It's going to take me a couple of hours to get caught up this morning but I will be back in short order. Looks like a big discussion here on global climate change that needs some input but Steve Bates did an admirable job in my absence. Bush, for some reason, felt it necessary to visit the scene of one his biggest crimes one more time. I guess he is planning on swinging back through NOLA on the way back to the White House.
Linda J. Bilmes, lecturer in public finance at Harvard's Kennedy School, and Joseph E. Stiglitz, 2001 winner of the Nobel Prize in Economics and University Professor of Economics at Columbia, describe the cost of the Bush Presidency in an article titled "The $10 Trillion dollar hangover: Paying the Price for the Bush years."
The result of deficit spending is debt. When President Bush took office, the national debt was $5.7 trillion.
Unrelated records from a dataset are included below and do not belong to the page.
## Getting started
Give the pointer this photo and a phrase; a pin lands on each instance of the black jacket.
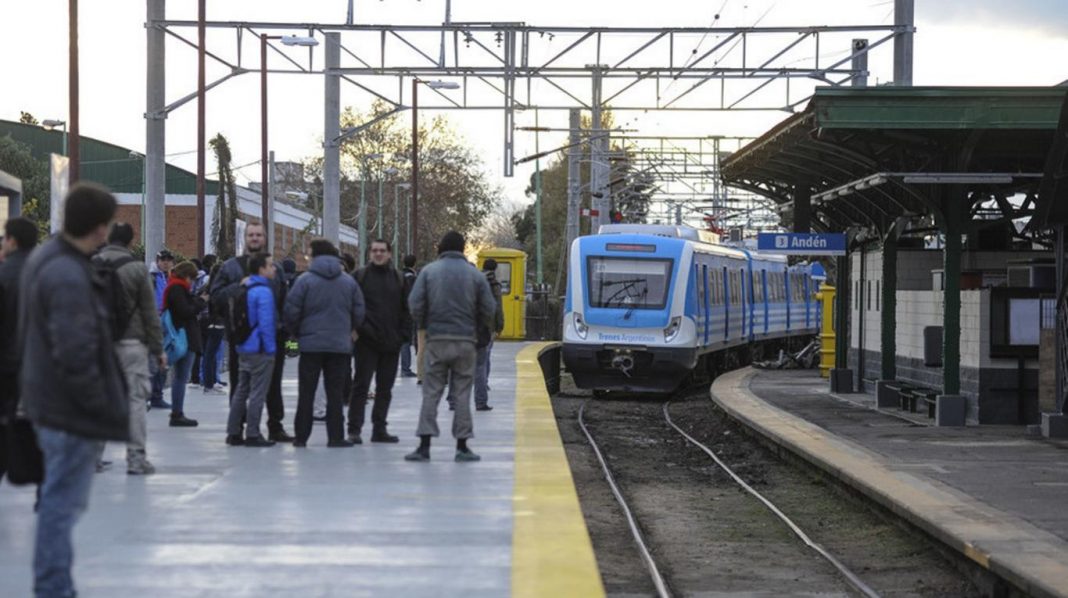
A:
(387, 324)
(10, 271)
(69, 377)
(184, 310)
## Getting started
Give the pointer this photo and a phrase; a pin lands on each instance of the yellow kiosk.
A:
(512, 274)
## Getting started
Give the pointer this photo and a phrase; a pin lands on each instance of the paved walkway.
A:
(995, 493)
(281, 521)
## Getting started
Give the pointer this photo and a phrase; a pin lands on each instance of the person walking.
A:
(140, 342)
(324, 311)
(19, 238)
(486, 337)
(385, 329)
(255, 357)
(183, 307)
(226, 285)
(450, 300)
(160, 272)
(409, 279)
(71, 379)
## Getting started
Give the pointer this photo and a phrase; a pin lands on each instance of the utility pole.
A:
(331, 157)
(155, 168)
(904, 16)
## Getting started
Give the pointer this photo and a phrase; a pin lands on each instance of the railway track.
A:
(657, 576)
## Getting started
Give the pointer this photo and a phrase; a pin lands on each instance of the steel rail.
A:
(658, 579)
(850, 577)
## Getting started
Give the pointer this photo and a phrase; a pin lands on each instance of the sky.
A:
(957, 43)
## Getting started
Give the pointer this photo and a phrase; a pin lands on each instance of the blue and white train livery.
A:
(649, 305)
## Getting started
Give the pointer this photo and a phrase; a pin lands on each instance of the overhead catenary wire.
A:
(850, 577)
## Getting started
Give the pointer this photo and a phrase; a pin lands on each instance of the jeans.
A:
(209, 363)
(69, 463)
(452, 362)
(178, 383)
(334, 368)
(381, 366)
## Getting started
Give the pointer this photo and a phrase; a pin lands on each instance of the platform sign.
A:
(802, 244)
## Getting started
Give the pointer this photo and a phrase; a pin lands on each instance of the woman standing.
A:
(184, 307)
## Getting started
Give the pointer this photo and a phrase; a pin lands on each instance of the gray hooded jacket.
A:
(324, 308)
(451, 299)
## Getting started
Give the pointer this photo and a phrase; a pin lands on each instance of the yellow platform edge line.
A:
(551, 552)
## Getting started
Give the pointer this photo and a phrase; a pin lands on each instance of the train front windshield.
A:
(628, 283)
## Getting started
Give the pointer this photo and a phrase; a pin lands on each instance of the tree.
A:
(224, 219)
(454, 192)
(17, 160)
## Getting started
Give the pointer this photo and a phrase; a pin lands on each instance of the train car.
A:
(650, 307)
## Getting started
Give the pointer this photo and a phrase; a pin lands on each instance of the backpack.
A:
(175, 342)
(119, 304)
(238, 328)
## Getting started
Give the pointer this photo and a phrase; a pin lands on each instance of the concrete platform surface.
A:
(995, 493)
(317, 521)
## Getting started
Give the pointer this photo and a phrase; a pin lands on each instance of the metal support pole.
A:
(331, 130)
(155, 168)
(860, 64)
(363, 216)
(413, 202)
(904, 16)
(270, 201)
(537, 200)
(951, 258)
(265, 184)
(574, 178)
(201, 132)
(75, 150)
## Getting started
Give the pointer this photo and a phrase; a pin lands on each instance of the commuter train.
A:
(652, 307)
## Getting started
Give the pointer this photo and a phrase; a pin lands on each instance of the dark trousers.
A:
(276, 409)
(335, 370)
(381, 366)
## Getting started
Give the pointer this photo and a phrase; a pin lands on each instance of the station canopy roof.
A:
(867, 156)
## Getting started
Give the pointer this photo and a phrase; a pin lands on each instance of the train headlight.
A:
(580, 327)
(672, 331)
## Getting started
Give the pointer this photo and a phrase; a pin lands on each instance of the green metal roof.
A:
(103, 162)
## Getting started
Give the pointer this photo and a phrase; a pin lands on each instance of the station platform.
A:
(282, 521)
(994, 493)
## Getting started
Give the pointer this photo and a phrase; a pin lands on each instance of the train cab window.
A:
(628, 282)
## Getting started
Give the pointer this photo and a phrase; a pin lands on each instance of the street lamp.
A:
(413, 216)
(396, 214)
(51, 125)
(265, 191)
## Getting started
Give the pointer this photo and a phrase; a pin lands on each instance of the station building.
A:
(946, 296)
(122, 171)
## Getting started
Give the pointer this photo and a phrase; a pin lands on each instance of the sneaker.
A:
(280, 436)
(418, 455)
(140, 467)
(179, 421)
(467, 456)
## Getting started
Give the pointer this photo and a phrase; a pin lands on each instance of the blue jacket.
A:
(324, 308)
(261, 317)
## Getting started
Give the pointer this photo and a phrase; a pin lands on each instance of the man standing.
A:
(141, 342)
(450, 300)
(324, 310)
(159, 271)
(409, 280)
(386, 327)
(19, 238)
(72, 382)
(228, 284)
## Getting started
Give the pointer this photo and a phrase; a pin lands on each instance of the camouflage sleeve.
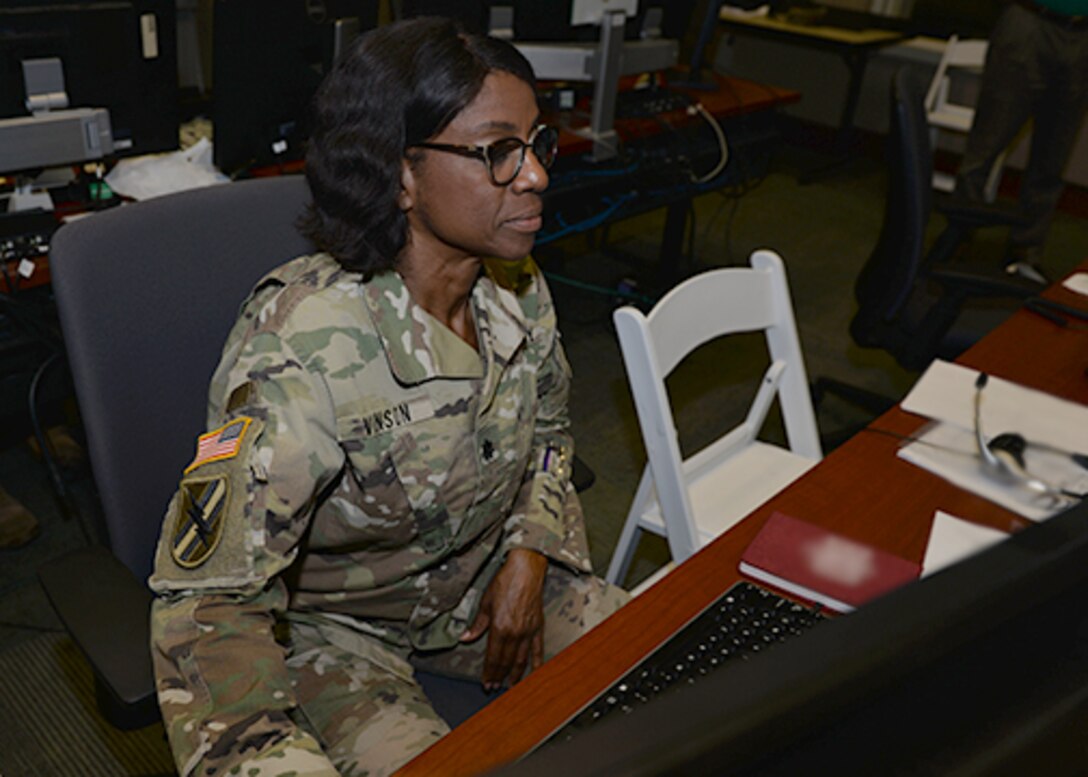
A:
(232, 528)
(546, 516)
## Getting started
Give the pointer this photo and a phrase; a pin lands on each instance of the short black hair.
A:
(399, 85)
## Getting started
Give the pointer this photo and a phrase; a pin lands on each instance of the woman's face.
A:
(454, 209)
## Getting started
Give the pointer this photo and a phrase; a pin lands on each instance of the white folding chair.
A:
(941, 113)
(691, 502)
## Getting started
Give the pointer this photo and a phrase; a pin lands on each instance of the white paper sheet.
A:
(953, 539)
(951, 453)
(947, 393)
(1077, 282)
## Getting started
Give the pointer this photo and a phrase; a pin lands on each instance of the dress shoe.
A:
(17, 525)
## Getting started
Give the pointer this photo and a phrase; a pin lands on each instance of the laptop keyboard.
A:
(744, 620)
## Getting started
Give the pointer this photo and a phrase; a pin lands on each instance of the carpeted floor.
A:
(49, 726)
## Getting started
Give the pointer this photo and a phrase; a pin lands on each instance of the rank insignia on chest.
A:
(220, 443)
(199, 521)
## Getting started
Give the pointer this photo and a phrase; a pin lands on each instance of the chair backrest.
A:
(713, 304)
(147, 294)
(888, 278)
(967, 54)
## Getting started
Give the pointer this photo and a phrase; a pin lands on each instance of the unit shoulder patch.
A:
(198, 523)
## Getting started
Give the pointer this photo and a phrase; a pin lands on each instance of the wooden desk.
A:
(854, 47)
(861, 490)
(580, 188)
(732, 98)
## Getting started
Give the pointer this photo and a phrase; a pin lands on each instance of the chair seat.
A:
(724, 495)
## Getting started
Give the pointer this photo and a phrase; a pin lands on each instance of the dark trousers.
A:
(1035, 69)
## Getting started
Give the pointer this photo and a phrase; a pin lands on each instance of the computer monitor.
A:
(968, 19)
(268, 59)
(980, 668)
(118, 54)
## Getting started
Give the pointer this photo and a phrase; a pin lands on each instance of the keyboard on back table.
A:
(744, 620)
(646, 103)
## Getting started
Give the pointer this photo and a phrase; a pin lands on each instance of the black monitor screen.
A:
(471, 14)
(980, 668)
(535, 21)
(109, 61)
(968, 19)
(267, 63)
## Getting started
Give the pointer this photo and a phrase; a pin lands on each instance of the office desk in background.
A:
(861, 490)
(854, 47)
(651, 171)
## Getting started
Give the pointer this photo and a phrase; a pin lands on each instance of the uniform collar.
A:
(420, 348)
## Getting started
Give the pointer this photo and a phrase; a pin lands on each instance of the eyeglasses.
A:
(1004, 456)
(505, 157)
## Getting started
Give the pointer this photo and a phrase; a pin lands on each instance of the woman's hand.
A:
(512, 609)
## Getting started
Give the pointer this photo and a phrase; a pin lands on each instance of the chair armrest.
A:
(106, 611)
(976, 282)
(974, 214)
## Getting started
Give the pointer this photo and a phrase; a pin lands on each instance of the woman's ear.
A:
(407, 197)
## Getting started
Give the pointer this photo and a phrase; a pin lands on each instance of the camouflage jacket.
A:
(365, 465)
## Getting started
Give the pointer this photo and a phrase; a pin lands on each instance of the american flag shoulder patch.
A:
(221, 443)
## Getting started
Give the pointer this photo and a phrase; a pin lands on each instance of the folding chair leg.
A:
(625, 552)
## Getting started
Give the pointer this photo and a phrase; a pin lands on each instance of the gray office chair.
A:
(920, 300)
(147, 294)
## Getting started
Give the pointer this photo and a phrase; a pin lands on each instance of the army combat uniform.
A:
(366, 473)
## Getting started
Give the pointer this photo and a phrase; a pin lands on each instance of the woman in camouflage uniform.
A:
(385, 484)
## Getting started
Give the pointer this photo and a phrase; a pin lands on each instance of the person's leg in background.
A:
(1059, 111)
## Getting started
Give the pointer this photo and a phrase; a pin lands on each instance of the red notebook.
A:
(820, 566)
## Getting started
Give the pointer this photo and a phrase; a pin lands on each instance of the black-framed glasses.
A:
(505, 157)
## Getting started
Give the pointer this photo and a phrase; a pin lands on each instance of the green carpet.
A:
(49, 725)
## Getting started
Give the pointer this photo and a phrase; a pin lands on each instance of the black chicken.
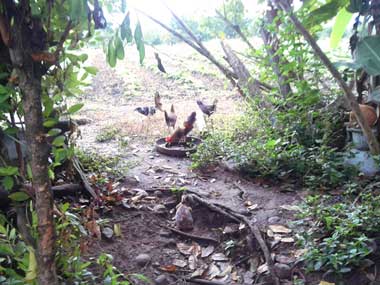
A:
(207, 109)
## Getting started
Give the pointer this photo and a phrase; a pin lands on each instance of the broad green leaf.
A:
(8, 171)
(31, 274)
(59, 141)
(8, 182)
(50, 123)
(341, 22)
(111, 54)
(367, 54)
(139, 42)
(119, 48)
(91, 69)
(19, 196)
(75, 108)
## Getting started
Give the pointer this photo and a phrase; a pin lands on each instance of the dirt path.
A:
(109, 105)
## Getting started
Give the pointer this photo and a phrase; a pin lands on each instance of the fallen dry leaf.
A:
(179, 263)
(206, 251)
(169, 268)
(279, 229)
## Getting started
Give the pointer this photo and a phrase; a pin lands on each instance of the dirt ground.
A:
(109, 104)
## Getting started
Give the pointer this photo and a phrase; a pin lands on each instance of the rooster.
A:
(170, 118)
(179, 136)
(157, 101)
(146, 111)
(207, 109)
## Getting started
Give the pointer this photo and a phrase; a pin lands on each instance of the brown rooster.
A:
(170, 118)
(179, 136)
(207, 109)
(157, 101)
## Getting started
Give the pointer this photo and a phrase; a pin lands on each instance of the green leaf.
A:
(125, 29)
(341, 22)
(54, 132)
(119, 48)
(8, 182)
(91, 69)
(111, 54)
(50, 123)
(139, 42)
(367, 54)
(75, 108)
(8, 171)
(123, 6)
(19, 196)
(59, 141)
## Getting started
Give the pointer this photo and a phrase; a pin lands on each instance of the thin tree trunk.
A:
(371, 139)
(271, 43)
(30, 75)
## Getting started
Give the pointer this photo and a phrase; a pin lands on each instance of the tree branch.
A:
(372, 141)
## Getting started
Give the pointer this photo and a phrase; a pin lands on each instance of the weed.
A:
(340, 234)
(107, 134)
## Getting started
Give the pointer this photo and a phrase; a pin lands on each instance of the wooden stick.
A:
(372, 141)
(196, 237)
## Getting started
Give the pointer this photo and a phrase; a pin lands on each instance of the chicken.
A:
(180, 133)
(157, 101)
(207, 109)
(170, 118)
(146, 111)
(159, 63)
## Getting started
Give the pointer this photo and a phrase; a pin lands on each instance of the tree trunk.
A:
(371, 139)
(30, 75)
(271, 43)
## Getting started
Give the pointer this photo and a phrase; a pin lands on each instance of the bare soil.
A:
(109, 104)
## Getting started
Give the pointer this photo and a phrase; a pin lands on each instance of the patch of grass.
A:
(107, 134)
(340, 234)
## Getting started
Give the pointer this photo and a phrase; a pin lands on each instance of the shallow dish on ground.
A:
(178, 150)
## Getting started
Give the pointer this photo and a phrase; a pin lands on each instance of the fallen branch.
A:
(371, 139)
(192, 236)
(254, 230)
(204, 281)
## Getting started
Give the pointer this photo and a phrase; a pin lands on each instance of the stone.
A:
(285, 259)
(107, 232)
(274, 220)
(159, 209)
(283, 271)
(161, 280)
(142, 259)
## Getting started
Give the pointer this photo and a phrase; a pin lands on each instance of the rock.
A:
(164, 233)
(283, 271)
(161, 280)
(285, 259)
(142, 259)
(159, 209)
(274, 220)
(183, 218)
(107, 232)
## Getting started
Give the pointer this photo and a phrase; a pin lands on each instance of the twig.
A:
(204, 282)
(86, 184)
(372, 141)
(196, 237)
(64, 36)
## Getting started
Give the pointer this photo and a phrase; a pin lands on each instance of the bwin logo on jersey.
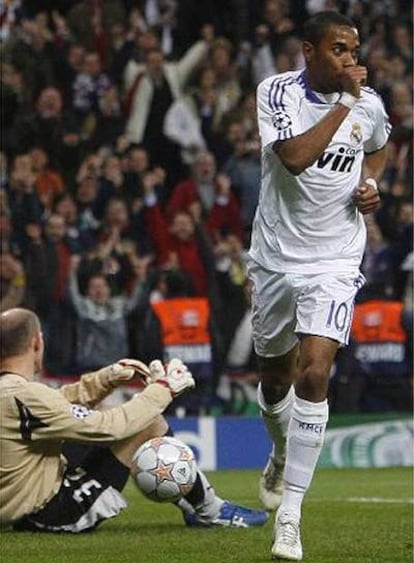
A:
(340, 161)
(281, 121)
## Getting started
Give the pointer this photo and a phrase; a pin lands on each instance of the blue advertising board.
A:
(235, 442)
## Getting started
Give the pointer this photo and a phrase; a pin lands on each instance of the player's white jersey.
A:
(308, 223)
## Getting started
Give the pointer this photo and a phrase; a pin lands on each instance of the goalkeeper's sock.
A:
(304, 444)
(276, 418)
(202, 499)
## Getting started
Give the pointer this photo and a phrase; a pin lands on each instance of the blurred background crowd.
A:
(130, 173)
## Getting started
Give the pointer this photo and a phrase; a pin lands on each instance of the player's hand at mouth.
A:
(352, 78)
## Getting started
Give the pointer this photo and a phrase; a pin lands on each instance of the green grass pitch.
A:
(349, 516)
Now it is $10.6 trillion -- and Congress voted in October to raise the debt ceiling to $11.3 trillion, the seventh such hike since President Bush to office and the second since last July. If, as is quite likely, we reach the new ceiling by January 20, the outgoing President will have managed to amass more debt than all of his predecessors combined.
Bilmes and Stiglitz further state, "the total bill for Bush-era excess -- the total new debt combined with the total new accrued obligations -- amounts to $10.35 trillion."
The above is from the Great Orange Satan and will require more careful study.
Anyhow, let me catch up around here and I'll be back.